Une conception adaptée, avec des matériaux, une isolation et une ventilation optimisés permet une consommation d’énergie très basse. On parle alors de maison passive, par référence à la norme allemande « Passivhaus ». (7) La Suisse a créé un label équivalent : « Minergie ». (8) Cette norme correspond à un besoin de chauffage inférieur à 15 kWh/m2/an et à une consommation d’énergie totale (chauffage, eau chaude, électricité…) de 42 kWh/m2/an au maximum. (9) A titre de comparaison, la consommation moyenne dans le bâtiment est proche de 400 kWh/m2/an !

Certaines constructions peuvent même produire d’avantage d’énergie qu’elles n’en consomment : on parle alors de « maisons positives ». (10) Celles-ci requièrent la mise en place de panneaux photovoltaïques sur le toit, d’un éclairage favorisant l’apport de lumière naturelle, de la gestion des eaux pluviales, …

Une évolution lente

En Europe, un peu plus de 5000 maisons passives ont été construites. Différents projets pilotes existent ici et là mais restent d’ampleur modeste. A titre d’exemple, le programme européen CEPHEUS (Cost efficient passive houses as European standards) a abouti à la construction de 250 bâtiments dans cinq pays européens, dont la France, à travers la résidence Salvatierra à Rennes où 43 logements ont vu le jour en 2002. (11) A titre de comparaison, environ 350 000 logements sont construits chaque année en France.

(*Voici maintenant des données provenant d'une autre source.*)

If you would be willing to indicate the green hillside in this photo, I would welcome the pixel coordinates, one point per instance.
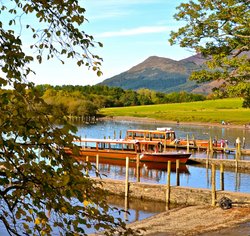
(209, 111)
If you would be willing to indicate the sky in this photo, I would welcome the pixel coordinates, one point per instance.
(130, 30)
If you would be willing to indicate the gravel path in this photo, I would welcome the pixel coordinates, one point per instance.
(197, 220)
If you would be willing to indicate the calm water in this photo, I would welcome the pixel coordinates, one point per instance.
(191, 175)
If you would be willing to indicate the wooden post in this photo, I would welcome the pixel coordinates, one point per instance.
(213, 184)
(210, 145)
(126, 203)
(168, 184)
(177, 172)
(221, 177)
(138, 167)
(97, 163)
(126, 177)
(87, 159)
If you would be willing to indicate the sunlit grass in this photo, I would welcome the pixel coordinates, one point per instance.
(211, 111)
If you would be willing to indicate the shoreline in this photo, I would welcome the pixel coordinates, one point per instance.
(193, 220)
(152, 120)
(197, 220)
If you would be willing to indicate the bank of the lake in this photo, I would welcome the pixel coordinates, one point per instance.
(190, 220)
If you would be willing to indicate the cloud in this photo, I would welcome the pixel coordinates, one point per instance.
(136, 31)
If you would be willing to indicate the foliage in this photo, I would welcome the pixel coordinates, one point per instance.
(220, 31)
(209, 111)
(70, 98)
(44, 191)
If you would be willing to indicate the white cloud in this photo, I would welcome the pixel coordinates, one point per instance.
(136, 31)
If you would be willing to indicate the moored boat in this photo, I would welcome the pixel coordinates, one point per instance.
(148, 151)
(168, 137)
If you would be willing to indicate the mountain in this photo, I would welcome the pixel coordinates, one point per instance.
(160, 74)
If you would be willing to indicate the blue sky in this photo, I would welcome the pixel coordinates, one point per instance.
(131, 31)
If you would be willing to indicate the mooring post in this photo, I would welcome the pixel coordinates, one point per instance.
(187, 143)
(213, 184)
(126, 205)
(168, 184)
(126, 177)
(210, 145)
(138, 167)
(97, 163)
(222, 177)
(177, 172)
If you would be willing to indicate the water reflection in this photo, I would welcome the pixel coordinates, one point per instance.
(191, 175)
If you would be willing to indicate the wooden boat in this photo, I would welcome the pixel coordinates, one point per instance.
(158, 166)
(148, 151)
(168, 137)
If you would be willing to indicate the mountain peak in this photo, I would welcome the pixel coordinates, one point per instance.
(161, 63)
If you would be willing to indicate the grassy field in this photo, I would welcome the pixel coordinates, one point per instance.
(210, 111)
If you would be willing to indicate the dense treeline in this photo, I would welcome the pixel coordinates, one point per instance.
(86, 100)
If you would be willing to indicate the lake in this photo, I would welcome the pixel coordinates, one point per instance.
(191, 175)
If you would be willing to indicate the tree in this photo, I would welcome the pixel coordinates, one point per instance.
(43, 191)
(219, 31)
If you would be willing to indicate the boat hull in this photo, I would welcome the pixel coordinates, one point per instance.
(144, 157)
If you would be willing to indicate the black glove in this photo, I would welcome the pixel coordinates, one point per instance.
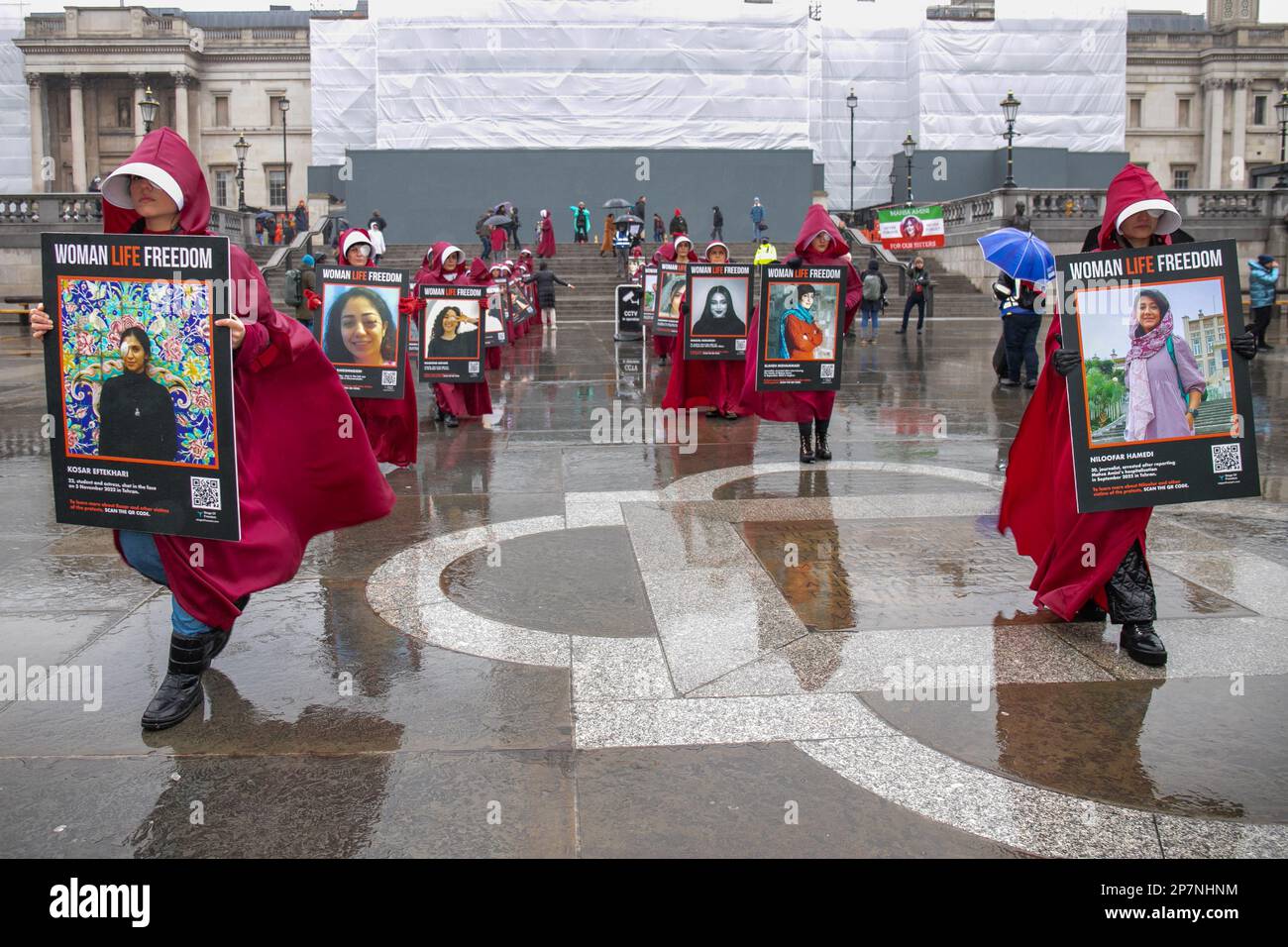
(1065, 361)
(1244, 346)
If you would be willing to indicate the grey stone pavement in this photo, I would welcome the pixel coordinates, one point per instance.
(554, 647)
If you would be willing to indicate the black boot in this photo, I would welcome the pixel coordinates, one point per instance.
(820, 449)
(180, 692)
(806, 431)
(1142, 643)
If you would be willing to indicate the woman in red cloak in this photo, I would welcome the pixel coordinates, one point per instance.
(679, 250)
(706, 382)
(455, 399)
(546, 241)
(818, 244)
(1089, 562)
(297, 474)
(391, 424)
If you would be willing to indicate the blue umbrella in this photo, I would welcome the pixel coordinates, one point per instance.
(1019, 254)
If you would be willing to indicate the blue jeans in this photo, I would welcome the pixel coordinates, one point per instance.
(141, 552)
(868, 311)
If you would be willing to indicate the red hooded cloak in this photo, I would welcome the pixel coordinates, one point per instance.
(1076, 553)
(297, 475)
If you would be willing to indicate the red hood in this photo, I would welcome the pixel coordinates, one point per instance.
(818, 219)
(360, 236)
(165, 151)
(1132, 185)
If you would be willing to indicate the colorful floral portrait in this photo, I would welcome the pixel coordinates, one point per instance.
(95, 313)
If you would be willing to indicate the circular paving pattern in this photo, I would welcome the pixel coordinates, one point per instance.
(709, 637)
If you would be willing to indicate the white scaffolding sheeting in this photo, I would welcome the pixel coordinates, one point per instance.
(14, 110)
(343, 71)
(1069, 73)
(872, 62)
(671, 73)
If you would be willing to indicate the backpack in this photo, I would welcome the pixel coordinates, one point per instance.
(294, 287)
(871, 286)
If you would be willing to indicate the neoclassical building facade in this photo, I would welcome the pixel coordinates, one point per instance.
(215, 75)
(1201, 94)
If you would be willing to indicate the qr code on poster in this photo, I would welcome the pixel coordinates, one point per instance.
(1227, 459)
(205, 492)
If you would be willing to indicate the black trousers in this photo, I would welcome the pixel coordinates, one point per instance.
(1261, 322)
(914, 300)
(1131, 590)
(1021, 344)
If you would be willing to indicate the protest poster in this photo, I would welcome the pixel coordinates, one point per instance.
(361, 329)
(138, 382)
(719, 308)
(451, 344)
(800, 346)
(1159, 407)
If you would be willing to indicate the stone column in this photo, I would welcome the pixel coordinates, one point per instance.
(1239, 140)
(77, 123)
(37, 98)
(1215, 134)
(140, 82)
(180, 105)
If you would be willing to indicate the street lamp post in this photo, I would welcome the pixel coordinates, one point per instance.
(910, 147)
(1010, 107)
(284, 105)
(851, 102)
(149, 107)
(241, 146)
(1282, 115)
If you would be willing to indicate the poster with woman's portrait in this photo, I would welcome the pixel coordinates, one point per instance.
(451, 347)
(1160, 407)
(140, 382)
(719, 296)
(648, 305)
(496, 320)
(670, 296)
(361, 329)
(800, 346)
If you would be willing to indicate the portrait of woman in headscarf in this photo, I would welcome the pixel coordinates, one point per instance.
(1164, 385)
(361, 329)
(136, 414)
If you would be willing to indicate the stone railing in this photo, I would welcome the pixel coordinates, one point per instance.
(51, 209)
(34, 213)
(1257, 221)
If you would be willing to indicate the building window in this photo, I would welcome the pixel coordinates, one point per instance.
(275, 187)
(223, 178)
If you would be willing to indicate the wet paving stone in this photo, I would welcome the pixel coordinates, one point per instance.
(1201, 746)
(922, 573)
(571, 581)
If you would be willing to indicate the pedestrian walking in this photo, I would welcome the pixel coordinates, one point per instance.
(918, 286)
(1262, 275)
(758, 218)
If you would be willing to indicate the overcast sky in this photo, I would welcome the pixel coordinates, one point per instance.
(1271, 11)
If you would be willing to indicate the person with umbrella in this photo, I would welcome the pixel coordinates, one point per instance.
(1039, 501)
(1025, 262)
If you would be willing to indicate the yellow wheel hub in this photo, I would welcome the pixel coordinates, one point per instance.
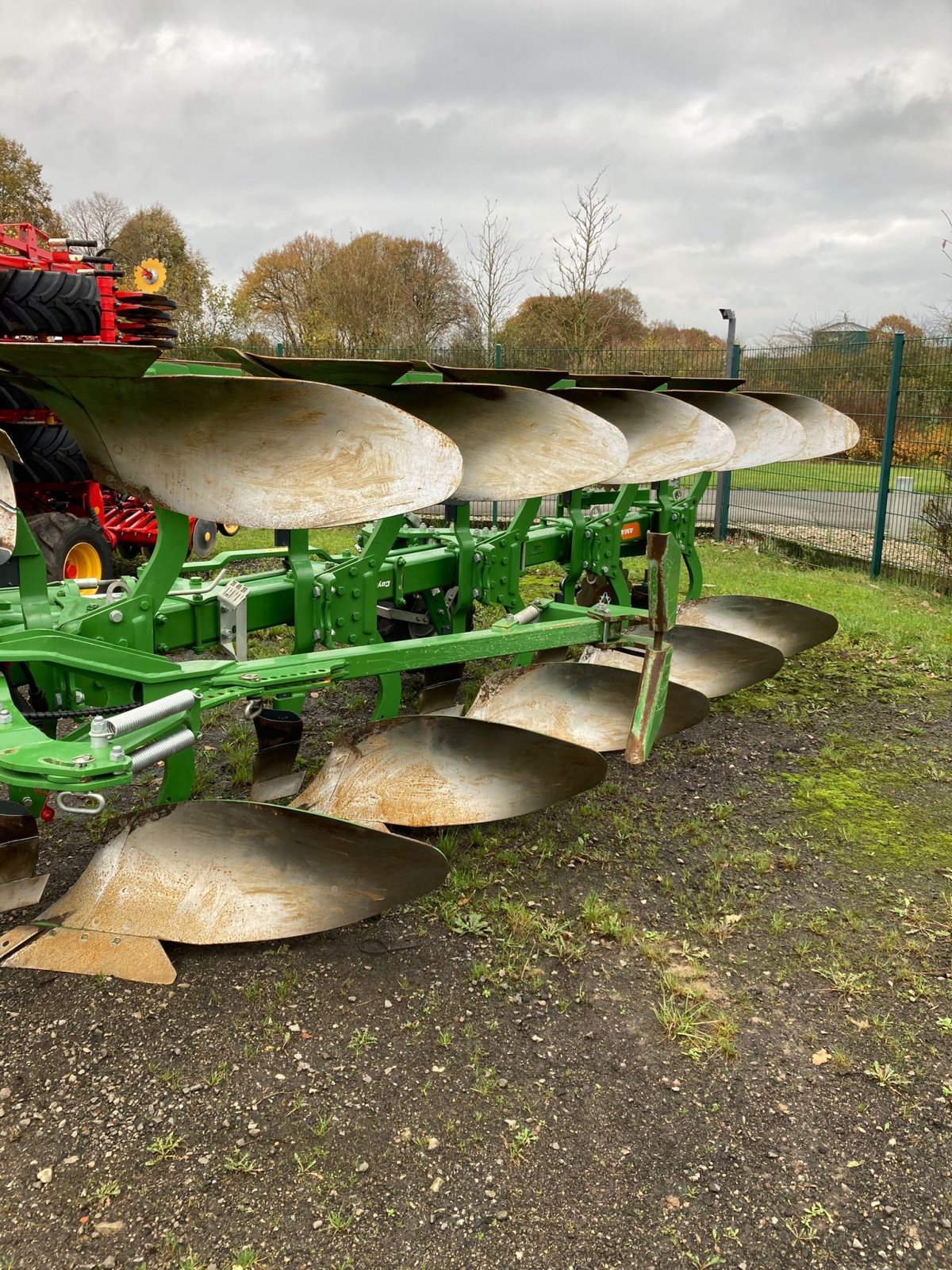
(83, 562)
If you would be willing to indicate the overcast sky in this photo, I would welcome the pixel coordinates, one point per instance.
(785, 159)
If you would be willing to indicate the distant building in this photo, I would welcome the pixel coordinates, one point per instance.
(839, 334)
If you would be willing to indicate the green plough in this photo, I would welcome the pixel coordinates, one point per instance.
(90, 696)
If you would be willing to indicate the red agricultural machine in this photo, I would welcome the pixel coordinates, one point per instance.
(65, 291)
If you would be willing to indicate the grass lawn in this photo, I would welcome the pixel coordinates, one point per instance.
(898, 618)
(835, 475)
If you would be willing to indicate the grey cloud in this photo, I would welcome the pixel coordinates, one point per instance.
(780, 158)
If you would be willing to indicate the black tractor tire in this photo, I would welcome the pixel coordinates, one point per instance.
(48, 452)
(57, 533)
(42, 302)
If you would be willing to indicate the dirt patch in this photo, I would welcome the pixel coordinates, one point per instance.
(696, 1018)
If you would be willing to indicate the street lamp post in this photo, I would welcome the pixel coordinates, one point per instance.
(724, 479)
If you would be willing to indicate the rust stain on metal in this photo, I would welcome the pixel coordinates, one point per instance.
(428, 770)
(516, 442)
(582, 702)
(267, 452)
(219, 873)
(787, 626)
(762, 435)
(666, 437)
(828, 431)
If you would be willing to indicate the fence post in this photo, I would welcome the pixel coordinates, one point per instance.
(723, 489)
(889, 433)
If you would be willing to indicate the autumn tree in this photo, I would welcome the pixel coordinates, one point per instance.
(361, 291)
(666, 334)
(101, 216)
(494, 275)
(546, 321)
(154, 233)
(582, 264)
(432, 295)
(895, 324)
(283, 291)
(25, 196)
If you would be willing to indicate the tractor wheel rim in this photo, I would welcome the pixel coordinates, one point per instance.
(83, 562)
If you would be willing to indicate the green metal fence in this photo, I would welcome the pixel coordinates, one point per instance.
(885, 507)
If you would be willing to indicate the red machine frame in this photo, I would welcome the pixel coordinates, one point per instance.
(126, 521)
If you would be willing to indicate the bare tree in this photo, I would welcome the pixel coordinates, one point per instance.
(582, 264)
(431, 289)
(101, 216)
(494, 273)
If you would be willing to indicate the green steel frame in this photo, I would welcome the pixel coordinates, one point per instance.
(78, 654)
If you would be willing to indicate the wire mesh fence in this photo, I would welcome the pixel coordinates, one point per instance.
(892, 516)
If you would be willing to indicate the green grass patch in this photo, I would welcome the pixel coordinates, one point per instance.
(852, 478)
(890, 618)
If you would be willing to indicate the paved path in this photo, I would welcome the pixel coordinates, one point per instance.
(824, 508)
(829, 508)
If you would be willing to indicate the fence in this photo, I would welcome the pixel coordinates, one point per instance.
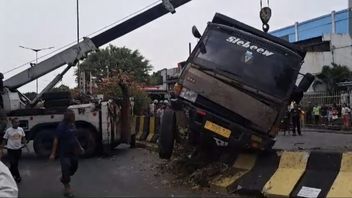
(326, 99)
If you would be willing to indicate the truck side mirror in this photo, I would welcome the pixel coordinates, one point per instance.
(195, 32)
(306, 82)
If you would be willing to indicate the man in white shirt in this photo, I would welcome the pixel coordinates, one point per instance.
(8, 187)
(14, 139)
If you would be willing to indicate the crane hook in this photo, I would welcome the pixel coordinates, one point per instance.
(265, 15)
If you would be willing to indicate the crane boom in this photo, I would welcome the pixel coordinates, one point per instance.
(79, 51)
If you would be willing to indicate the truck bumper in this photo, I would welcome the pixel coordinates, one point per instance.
(211, 128)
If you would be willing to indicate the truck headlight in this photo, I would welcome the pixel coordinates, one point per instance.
(188, 94)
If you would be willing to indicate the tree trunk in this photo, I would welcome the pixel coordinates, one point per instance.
(125, 115)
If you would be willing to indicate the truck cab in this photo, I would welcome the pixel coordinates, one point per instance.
(236, 86)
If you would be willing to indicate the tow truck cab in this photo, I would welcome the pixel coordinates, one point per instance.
(237, 84)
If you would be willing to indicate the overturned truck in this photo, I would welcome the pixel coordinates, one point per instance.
(235, 88)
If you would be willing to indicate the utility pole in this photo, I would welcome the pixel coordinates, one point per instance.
(81, 81)
(350, 16)
(36, 60)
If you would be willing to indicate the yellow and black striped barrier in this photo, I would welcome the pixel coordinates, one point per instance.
(145, 128)
(288, 174)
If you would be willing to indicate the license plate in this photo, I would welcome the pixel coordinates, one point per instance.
(217, 129)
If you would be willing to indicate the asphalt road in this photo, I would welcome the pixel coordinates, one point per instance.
(315, 141)
(134, 172)
(129, 172)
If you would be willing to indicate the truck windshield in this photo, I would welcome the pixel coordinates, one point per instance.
(252, 61)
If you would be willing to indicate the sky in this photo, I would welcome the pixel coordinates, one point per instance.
(164, 42)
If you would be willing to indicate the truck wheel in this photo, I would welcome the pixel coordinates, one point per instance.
(133, 141)
(167, 134)
(87, 139)
(43, 142)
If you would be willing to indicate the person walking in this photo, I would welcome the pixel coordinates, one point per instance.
(345, 112)
(14, 139)
(69, 149)
(316, 113)
(296, 121)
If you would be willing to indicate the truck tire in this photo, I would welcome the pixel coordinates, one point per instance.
(57, 95)
(43, 142)
(88, 141)
(57, 103)
(167, 134)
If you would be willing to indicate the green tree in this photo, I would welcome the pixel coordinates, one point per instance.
(330, 76)
(104, 62)
(31, 95)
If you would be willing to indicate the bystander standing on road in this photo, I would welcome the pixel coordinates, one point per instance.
(296, 113)
(13, 141)
(69, 149)
(345, 113)
(316, 113)
(324, 115)
(8, 187)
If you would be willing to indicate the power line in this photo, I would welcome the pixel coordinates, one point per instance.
(99, 30)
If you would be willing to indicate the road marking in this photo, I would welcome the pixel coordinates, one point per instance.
(342, 186)
(291, 168)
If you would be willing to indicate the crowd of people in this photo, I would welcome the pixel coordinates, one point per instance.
(66, 147)
(316, 115)
(328, 115)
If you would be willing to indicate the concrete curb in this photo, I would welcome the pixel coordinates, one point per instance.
(284, 174)
(146, 145)
(308, 130)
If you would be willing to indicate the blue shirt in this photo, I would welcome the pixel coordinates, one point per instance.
(66, 134)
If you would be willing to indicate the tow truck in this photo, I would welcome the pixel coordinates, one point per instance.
(235, 88)
(98, 122)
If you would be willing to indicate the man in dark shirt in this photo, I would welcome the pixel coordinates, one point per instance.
(296, 123)
(69, 149)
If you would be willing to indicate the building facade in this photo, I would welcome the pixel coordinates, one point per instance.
(327, 39)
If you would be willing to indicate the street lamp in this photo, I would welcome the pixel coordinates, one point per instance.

Il ne s’agit pas que d’une question de prix, car, en Allemagne, le prix d’une maison passive est identique à celui d’une maison standard. En France, il n’est supérieur que de 5 à 10% à celui d’une maison classique et ce surcoût est amorti rapidement. (12) Il existe par ailleurs de nombreuses possibilités d’aide financière. En France, l’Agence nationale pour l’habitat offre des primes, l’Etat des allègements d’impôts et la Caisse d’Allocations Familiales des prêts. (13)

Il semblerait que le manque d’information sur les moyens de réaliser ces économies et sur les incitations financières, mais aussi la rigidité du secteur de la construction empêchent une évolution plus rapide.